とはいえ、オロリンやサヘラントロプスが、ヒト/チンパンジー/ゴリラの分岐に対しどのような位置づけになるのかが明確でない以上、この報告の年代も、従来の研究と矛盾はしないが推定されている年代の信憑性を特別向上させたとは言えない、という評価になるかと思います。
1995年の宝来先生の研究は、mtDNA全配列のみでの解析であり、時間的な変異率を一定とし、それぞれの遺伝的距離を求めたあとで、その距離のみをもとに系統樹を作成する、という非常に計算量の少ない単純明快な方法で行われたものでした。
それでも、ヒト・チンパンジー・ボノボ・ゴリラ・オランウータンで非同義置換数/RNA領域置換数の一定性が保たれているため、この範囲において時間的な変異率を一定としてよい、という仮定は説得力を持っていると思います。
推定年代は487±23万年前、というものでしたが、これはオランウータンの分岐年代を化石から1300万年前と仮定したことによる結果です。

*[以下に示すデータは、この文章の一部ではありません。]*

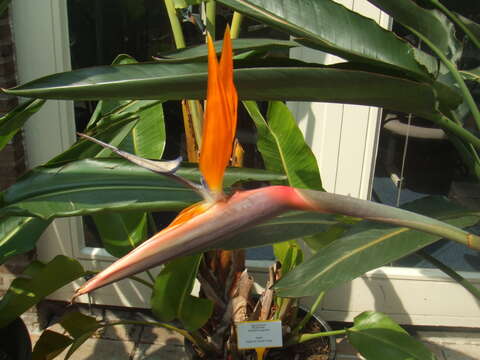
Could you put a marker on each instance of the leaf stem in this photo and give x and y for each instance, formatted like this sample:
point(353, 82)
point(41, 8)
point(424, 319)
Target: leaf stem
point(175, 24)
point(182, 332)
point(447, 124)
point(472, 289)
point(455, 73)
point(149, 274)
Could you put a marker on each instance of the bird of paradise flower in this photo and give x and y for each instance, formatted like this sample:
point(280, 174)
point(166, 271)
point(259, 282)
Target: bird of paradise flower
point(217, 216)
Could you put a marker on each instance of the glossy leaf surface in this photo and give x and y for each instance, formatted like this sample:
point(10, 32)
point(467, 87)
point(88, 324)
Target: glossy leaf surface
point(377, 337)
point(335, 29)
point(121, 232)
point(431, 23)
point(367, 246)
point(199, 52)
point(286, 227)
point(19, 235)
point(94, 185)
point(37, 281)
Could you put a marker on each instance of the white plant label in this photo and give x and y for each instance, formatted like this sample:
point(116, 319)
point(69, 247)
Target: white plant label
point(259, 334)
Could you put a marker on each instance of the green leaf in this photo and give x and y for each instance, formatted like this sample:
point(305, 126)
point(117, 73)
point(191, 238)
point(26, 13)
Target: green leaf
point(331, 27)
point(121, 232)
point(49, 345)
point(112, 133)
point(200, 52)
point(377, 337)
point(431, 23)
point(472, 74)
point(38, 281)
point(180, 81)
point(289, 226)
point(284, 149)
point(148, 137)
point(13, 121)
point(289, 254)
point(19, 235)
point(172, 299)
point(80, 327)
point(283, 146)
point(93, 185)
point(367, 246)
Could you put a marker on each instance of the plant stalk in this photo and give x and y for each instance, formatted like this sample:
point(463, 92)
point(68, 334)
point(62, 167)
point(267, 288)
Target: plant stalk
point(306, 337)
point(236, 25)
point(310, 313)
point(472, 289)
point(447, 124)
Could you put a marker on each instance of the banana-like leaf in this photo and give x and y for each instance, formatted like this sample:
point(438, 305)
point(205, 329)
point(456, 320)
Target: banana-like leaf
point(377, 337)
point(293, 225)
point(472, 74)
point(121, 232)
point(199, 52)
point(367, 246)
point(179, 81)
point(172, 299)
point(331, 27)
point(94, 185)
point(112, 133)
point(50, 344)
point(283, 147)
point(19, 235)
point(12, 122)
point(431, 23)
point(4, 5)
point(37, 281)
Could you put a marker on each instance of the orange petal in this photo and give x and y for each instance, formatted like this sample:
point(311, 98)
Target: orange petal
point(188, 213)
point(220, 120)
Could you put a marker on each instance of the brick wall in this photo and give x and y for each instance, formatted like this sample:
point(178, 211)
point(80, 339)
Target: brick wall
point(12, 157)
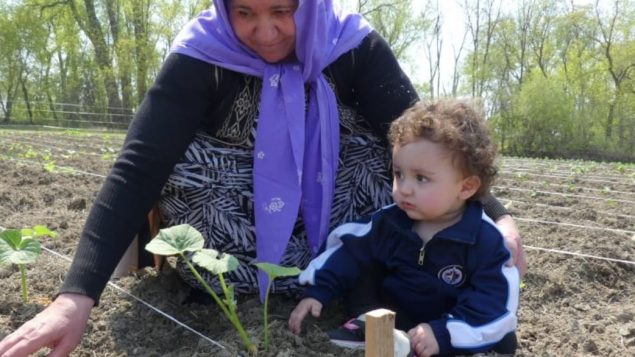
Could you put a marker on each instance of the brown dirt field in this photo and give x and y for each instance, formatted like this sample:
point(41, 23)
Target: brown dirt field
point(570, 305)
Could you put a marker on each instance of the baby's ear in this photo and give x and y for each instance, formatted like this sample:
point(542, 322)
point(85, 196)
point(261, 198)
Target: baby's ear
point(469, 187)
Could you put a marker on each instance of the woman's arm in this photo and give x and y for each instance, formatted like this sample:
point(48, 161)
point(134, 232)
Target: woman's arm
point(164, 126)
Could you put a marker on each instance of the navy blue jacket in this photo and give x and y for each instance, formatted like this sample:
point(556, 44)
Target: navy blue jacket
point(457, 282)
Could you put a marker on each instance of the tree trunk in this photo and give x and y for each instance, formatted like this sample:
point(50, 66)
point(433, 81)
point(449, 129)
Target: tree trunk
point(93, 29)
point(140, 11)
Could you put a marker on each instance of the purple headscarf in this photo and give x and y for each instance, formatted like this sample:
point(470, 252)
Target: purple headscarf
point(297, 148)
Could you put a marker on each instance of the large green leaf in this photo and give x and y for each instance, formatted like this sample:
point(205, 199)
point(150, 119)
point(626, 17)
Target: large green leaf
point(176, 240)
point(215, 262)
point(274, 271)
point(26, 251)
point(38, 231)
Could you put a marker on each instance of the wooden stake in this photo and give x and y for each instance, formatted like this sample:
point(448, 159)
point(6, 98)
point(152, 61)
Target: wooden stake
point(379, 333)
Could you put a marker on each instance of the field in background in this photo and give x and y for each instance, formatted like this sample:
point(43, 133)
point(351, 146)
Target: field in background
point(577, 220)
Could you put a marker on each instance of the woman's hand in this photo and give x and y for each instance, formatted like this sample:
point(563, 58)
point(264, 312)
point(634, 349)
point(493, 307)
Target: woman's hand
point(60, 327)
point(423, 341)
point(513, 242)
point(304, 307)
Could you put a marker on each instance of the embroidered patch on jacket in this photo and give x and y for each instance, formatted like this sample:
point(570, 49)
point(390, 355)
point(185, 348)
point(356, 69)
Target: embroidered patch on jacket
point(452, 275)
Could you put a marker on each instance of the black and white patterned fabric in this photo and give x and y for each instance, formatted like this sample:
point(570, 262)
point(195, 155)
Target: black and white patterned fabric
point(211, 189)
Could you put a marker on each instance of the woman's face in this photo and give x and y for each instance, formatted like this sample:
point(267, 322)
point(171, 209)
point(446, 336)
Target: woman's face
point(265, 26)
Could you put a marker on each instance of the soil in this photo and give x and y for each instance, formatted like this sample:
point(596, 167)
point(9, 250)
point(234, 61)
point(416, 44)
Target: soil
point(571, 305)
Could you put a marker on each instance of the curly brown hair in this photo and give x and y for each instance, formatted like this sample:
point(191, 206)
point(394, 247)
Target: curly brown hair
point(459, 126)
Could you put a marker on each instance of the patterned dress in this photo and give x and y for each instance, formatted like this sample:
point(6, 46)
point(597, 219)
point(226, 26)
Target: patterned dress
point(211, 189)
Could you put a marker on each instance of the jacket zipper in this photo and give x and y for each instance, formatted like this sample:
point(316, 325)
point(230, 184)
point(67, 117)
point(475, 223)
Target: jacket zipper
point(422, 254)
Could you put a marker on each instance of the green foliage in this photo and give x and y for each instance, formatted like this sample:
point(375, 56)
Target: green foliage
point(21, 247)
point(181, 239)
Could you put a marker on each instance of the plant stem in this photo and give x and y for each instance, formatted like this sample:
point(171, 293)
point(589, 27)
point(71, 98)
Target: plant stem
point(266, 320)
point(229, 313)
point(25, 292)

もし仮に、今回の常染色体解析によるオランウータン分岐年代である1470~1880万年前を採用するのであれば、宝来先生の求めたヒト/チンパンジー分岐年代は、551±26~704±33万年前となり、この報告による594~757万年前、とほとんど重なってきます。
つまり、非常にシンプルに求められた1995年の分子学的推定と、複雑なプロセスで求められた2012年の推定で、結果はほぼ同一なのです。
ただ、この報告に用いられた解析方法は、近隣の種を解析するときに向いているらしく、今後のヒト同士の分岐年代解析などに影響を与えていくことはありそうです。また、年代のもととなった変異率はヒトの大規模データから推測されたもので、それを過去の変異率に当てはめるのは正しいという保証がないのですが、それでもなお化石年代と矛盾しない結果が出るというのは、ひとつの成果と言えそうです。